Lecture 2: Turbid Tissue Optics I: Introduction
Time: January 7, 2014, 14:00
Place: IPHT conference room, Albert-Einstein-Str. 9, 07745 Jena
Most of the human body is made of tissues that strongly scatter visible and near-infrared light. Light propagation in such tissues is therefore turbid (chaotic) on the scale of millimeters. Here we will introduce the basic concepts for describing this light propagation, and we will identify clinically-important parameters that can be measured despite-or because of-turbidity.
Lecture 3: Turbid Tissue Optics II: Instrumentation and Measurements
Time: January 14, 2014, 14:00
Place: IPHT conference room, Albert-Einstein-Str. 9, 07745 Jena
Turbid tissues are interrogated using all sorts of optical sources and detectors. The incident light may be steady (continuous-wave), pulsed, or sinusoidally amplitude-modulated. Remitted light may be detected at one location or at many, with various levels of spectral and spatial resolution (including none).
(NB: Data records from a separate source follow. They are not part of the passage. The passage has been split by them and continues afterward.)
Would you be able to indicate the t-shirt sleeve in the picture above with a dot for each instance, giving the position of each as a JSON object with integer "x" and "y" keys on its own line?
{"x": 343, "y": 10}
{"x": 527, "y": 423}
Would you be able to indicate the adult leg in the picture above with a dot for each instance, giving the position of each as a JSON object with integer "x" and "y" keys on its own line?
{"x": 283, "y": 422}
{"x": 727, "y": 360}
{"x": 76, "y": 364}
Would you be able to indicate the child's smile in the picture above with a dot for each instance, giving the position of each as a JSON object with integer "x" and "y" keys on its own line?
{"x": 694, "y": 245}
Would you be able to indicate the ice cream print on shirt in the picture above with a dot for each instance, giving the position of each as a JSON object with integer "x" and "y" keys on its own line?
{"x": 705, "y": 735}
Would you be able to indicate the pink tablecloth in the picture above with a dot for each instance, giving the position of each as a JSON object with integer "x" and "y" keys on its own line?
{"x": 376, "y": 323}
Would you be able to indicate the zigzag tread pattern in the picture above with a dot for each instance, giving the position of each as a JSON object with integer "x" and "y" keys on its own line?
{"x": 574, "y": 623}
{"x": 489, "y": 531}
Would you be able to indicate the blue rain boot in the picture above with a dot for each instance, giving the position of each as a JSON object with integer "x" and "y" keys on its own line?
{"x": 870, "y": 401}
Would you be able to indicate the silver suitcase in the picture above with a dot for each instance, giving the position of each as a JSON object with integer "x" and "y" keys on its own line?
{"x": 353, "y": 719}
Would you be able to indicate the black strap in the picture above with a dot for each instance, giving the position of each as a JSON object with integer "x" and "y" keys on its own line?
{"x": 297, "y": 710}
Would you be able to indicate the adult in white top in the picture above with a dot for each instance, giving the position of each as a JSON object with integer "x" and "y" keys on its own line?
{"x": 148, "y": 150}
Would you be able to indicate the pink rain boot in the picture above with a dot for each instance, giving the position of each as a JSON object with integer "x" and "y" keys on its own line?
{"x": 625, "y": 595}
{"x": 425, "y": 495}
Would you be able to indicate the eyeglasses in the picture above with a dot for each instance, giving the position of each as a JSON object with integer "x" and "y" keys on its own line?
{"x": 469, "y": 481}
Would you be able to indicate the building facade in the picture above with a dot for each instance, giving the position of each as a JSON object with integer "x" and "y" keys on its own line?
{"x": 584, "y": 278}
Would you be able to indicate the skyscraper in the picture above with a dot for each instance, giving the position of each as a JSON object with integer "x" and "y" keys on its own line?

We will discuss how to construct various measurement systems and how much tissue information can be extracted using each one.
Lecture 4: Turbid Tissue Optics III: Applications
Time: January 21, 2014, 14:00
Place: IPHT conference room, Albert-Einstein-Str. 9, 07745 Jena
Many clinical and/or research measurements can be made in turbid tissues. In order to study the details of such approaches, we will discuss a particular application: near-infrared absorption spectroscopy of cerebral hemodynamics. Full appreciation of this application combines many concepts in turbid tissue optics and spectroscopy, without involving any sophisticated mathematics. Other applications with similar technology will also be presented.
Lecture 5: A Different View of Turbidity: Elastic Scattering Analysis
Time: January 28, 2014, 14:00
Place: IPHT conference room, Albert-Einstein-Str. 9, 07745 Jena
The optical turbidity of biological tissues is caused by scattering, and in many imaging and spectroscopy applications the goal is to make the scattering "go away". But the angular and spectral properties of light scattering also encode valuable information about structures on the scale of an optical wavelength-which conveniently matches the size of cellular organelles. We will discuss how angularly and spectrally-resolved scattering measurements can provide nanometer-scale sensitivity to size changes in the contents of cells.